SBF’s evasiveness undermines his case on cusp of final arguments
Sam Bankman-Fried, founder of FTX. (Photo: Sarah Silbiger / Bloomberg via Getty Images)

After weeks listening to the government’s criminal case against him, Sam Bankman-Fried finally got his chance to respond from the witness stand. But once prosecutors took charge, the FTX co-founder didn’t fare well, appearing vague and sometimes evasive in front of a jury on the cusp of deciding his fate. 

Over two days, federal prosecutor Danielle Sassoon subjected Bankman-Fried to a painstaking cross examination, confronting the former King of Crypto with his voluminous public statements about FTX’s collapse, his humble boy genius persona and his ties to politicians and celebrities. 

He repeatedly quibbled with the wording of statements, or denied saying them at all. One after another, Sassoon pulled up news stories, interviews and Bankman-Fried’s own tweets to show what he really said.

Much of the case revolves around the relationship between companies Bankman-Fried founded, FTX and sister hedge fund Alameda Research. Both entities spiralled into bankruptcy in November 2022, allegedly exposing a yearslong misappropriation of funds at one of the world’s largest cryptocurrency exchanges. 

The prosecutor presented a chart showing how Alameda spent $11.3-billion in FTX customer funds. Bankman-Fried attempted to say he didn’t agree with the chart and Sassoon pressed him for a yes or no answer. 

“I am not asking you whether you think the exhibit is correct,” Sassoon said. 

“That’s correct,” Bankman-Fried replied. During testy exchanges like these, two jurors were seen smiling and exchanging glances. 

Final evidence

The 31-year-old danced around his answers as he wrapped up day three of his testimony in his fraud trial in Manhattan on Tuesday. His evidence will be the last the jury hears before it begins deliberations, possibly later this week. 

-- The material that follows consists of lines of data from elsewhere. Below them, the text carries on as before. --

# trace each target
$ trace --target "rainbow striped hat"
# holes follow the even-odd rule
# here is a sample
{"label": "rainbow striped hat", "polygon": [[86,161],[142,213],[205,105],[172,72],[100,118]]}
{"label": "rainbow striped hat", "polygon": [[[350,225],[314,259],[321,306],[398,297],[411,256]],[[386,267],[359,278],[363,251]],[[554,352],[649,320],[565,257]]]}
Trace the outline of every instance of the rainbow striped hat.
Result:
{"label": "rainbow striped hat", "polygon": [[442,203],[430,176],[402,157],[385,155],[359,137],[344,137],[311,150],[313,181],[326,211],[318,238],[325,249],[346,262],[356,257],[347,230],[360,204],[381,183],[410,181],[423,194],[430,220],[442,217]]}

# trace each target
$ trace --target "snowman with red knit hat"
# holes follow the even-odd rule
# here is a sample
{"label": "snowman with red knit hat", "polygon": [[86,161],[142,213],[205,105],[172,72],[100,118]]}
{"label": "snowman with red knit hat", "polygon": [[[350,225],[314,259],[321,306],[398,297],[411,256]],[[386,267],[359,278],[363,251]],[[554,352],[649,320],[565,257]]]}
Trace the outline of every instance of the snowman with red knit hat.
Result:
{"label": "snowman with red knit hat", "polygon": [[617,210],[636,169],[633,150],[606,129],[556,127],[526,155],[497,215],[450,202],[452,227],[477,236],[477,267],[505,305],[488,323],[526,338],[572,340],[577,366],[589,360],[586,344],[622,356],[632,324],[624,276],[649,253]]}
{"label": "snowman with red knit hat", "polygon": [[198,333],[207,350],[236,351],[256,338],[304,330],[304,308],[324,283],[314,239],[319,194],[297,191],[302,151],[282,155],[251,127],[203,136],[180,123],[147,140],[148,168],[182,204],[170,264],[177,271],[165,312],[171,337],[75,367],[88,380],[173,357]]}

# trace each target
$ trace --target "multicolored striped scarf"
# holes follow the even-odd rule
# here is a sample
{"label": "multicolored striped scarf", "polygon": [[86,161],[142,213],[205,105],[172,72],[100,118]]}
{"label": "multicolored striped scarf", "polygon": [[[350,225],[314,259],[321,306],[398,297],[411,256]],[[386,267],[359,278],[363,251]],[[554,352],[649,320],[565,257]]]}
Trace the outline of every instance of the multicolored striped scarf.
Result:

His decision to testify — an unusual move for a white collar defendant — was viewed as the only viable option after five former FTX employees and friends testified and accused him of masterminding a multibillion dollar fraud at FTX. 

“For him it was worth the gamble. He is trying to hang the jury and if you can get one person who buys into his version of events, then it’s worth it,” said Josh Naftalis, a former federal prosecutor. “He needed to take the punches so he could tell his side of the story.”

Sassoon pressed Bankman-Fried on why he didn’t try to figure out who spent $8 billion in customer funds at Alameda. Bankman-Fried said he was not interested in attributing blame and couldn’t recall specific employees.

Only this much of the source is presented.